Events around President Clinton’s alleged adulterous affair continue to grow more complicated as news surfaces about what cabinet members may have known and who might be granted immunity in exchange for testimony. But one thing got simpler yesterday when the president, properly, clearly, finally went on record to deny the charges.
“I did not have sexual relations with that woman, Miss Lewinsky,” he said. “I never told anybody to lie — not a single time, never. These allegations are false and I need to go back to work for the American people.” Whether the charges are true will be determined in the coming weeks, but at least the president has declared his innocence shorn of previous qualifiers and verb-tense changes that made his earlier statements so open to speculation.
In the same way, former White House chief of staff Leon Panetta clearly denied Sunday that he had been notified by a White House aide or Secret Service agent about “certain sexual activities between the president and Ms. Monica Lewinsky.” The two statements are the administration’s first coordinated remarks made since it began sputtering in reaction to the reports of tape recordings on which Ms.
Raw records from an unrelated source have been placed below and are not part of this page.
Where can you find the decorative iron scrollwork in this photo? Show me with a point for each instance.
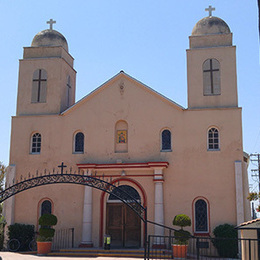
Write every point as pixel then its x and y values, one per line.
pixel 87 180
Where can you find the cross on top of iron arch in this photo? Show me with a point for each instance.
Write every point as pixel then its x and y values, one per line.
pixel 62 166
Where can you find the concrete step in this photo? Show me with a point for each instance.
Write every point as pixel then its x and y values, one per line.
pixel 95 252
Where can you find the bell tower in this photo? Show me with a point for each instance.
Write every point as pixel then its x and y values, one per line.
pixel 47 78
pixel 211 65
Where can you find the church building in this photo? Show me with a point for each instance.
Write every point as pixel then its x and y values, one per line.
pixel 173 160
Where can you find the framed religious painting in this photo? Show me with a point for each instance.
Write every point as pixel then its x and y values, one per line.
pixel 121 136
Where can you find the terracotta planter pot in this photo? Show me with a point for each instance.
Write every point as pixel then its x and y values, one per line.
pixel 180 251
pixel 43 248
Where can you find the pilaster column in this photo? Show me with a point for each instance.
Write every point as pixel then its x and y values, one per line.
pixel 158 201
pixel 87 217
pixel 239 192
pixel 8 210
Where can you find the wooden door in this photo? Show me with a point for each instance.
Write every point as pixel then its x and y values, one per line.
pixel 123 225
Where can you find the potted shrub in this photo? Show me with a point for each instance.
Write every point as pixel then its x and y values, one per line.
pixel 46 233
pixel 181 236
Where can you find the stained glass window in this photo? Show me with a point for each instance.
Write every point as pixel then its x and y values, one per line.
pixel 39 86
pixel 201 216
pixel 213 139
pixel 166 140
pixel 79 142
pixel 46 207
pixel 36 142
pixel 211 77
Lewinsky allegedly says she began an 18-month affair with the president after she began to work at the White House in the summer of 1995.
Americans watching their leader tonight at his State of the Union address want to know whether they can trust him. He now apparently admits having an affair with Gennifer Flowers, something he denied when it mattered back in 1992. The Paula Jones case remains to be concluded. The past five years is littered with administration officials and nominees willing to serve the president but hung out to dry by him when they become potential political liabilities.
Can the president expect more merciful treatment from the public?